Time-resolved prediction of dental implant biomechanics through integration of finite element analysis, osseointegration dynamics, and deep learning

Abstract

Background: Dental implant longevity depends on the complex interaction between mechanical stability and biological osseointegration. While finite element analysis (FEA) provides valuable mechanical insight, it remains static and computationally expensive. Objective: This study presents a hybrid time-resolved computational framework combining finite element data, osseointegration dynamics, and deep learning to predict the biomechanical behavior of titanium dental implants throughout the healing process. Methods: A parametric 3D FEA model simulated 800 implant–bone configurations varying in geometry, loading, and bone quality.

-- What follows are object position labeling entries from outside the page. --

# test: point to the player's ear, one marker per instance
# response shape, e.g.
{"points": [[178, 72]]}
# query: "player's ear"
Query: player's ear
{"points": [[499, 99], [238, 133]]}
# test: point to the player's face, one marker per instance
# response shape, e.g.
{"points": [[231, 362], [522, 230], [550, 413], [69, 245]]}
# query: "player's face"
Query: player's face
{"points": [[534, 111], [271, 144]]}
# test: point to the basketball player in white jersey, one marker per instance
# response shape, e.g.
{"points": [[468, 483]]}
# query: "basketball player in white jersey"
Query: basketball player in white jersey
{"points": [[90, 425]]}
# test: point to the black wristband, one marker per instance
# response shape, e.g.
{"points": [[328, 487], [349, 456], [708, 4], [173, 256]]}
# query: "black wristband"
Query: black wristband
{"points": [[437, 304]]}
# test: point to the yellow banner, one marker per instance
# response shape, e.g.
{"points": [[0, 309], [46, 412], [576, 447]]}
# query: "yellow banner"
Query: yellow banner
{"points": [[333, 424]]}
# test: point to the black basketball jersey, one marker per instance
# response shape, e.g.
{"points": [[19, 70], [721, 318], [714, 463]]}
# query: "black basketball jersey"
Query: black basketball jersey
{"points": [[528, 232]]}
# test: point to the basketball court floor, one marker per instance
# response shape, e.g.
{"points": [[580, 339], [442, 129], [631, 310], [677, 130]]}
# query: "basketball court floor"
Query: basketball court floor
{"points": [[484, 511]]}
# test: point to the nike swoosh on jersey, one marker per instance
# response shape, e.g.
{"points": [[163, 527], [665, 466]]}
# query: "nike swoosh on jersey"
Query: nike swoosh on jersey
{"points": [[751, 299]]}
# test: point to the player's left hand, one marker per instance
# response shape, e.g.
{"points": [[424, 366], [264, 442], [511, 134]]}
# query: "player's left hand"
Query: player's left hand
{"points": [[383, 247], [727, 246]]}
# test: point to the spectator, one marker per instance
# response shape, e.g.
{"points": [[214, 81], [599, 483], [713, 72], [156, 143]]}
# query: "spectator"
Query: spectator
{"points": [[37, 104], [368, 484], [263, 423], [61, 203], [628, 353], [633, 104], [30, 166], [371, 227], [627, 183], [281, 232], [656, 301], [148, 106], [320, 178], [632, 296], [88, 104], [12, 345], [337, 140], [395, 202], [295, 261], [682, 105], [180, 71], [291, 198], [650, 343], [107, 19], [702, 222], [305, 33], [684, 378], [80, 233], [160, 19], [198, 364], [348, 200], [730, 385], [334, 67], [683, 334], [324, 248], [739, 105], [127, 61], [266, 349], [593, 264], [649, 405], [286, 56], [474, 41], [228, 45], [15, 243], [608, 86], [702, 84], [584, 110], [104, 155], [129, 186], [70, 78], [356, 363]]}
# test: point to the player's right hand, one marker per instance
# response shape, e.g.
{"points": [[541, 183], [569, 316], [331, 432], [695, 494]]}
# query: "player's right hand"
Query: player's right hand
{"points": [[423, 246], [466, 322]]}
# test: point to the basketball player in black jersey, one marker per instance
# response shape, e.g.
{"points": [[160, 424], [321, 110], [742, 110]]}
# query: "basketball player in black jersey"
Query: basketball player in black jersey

A mechanobiological model of osseointegration described the monthly evolution of bone density, bone–implant contact (BIC), and interfacial stiffness over 12 months. These temporal variables were integrated into a hybrid Multilayer Perceptron – Long Short-Term Memory (MLP–LSTM) neural network — designed to capture both spatial and time-dependent features—trained to predict von Mises stress (σVM), maximum displacement (δmax), and fatigue safety factor (FSF, an indicator of long-term structural failure risk). Results: The model achieved R2 > 0.98 for all outputs and mean absolute errors <0.015. Temporal simulation revealed that interfacial stiffness increased by 270 %, while FSF declined nonlinearly with load above 200 N. Predictions were generated in <0.01 s per case, offering >4000 ×speed-up compared to conventional FEA. Conclusions: The framework captures both mechanical and biological evolution of the implant–bone interface, providing physiologically realistic, computationally efficient predictions. This approach represents a step toward personalized, AI-assisted implant design and load management. Clinically, this tool allows for rapid pre-surgical screening of implant designs against patient-specific risk factors. Limitations include the reliance on synthetic data derived from simplified bone geometries, static loading assumptions, and unvalidated mechanobiological parameters, necessitating future in vivo validation. These findings represent a computational proof-of-concept and require validation against patient-specific geometries and biological data before clinical adoption.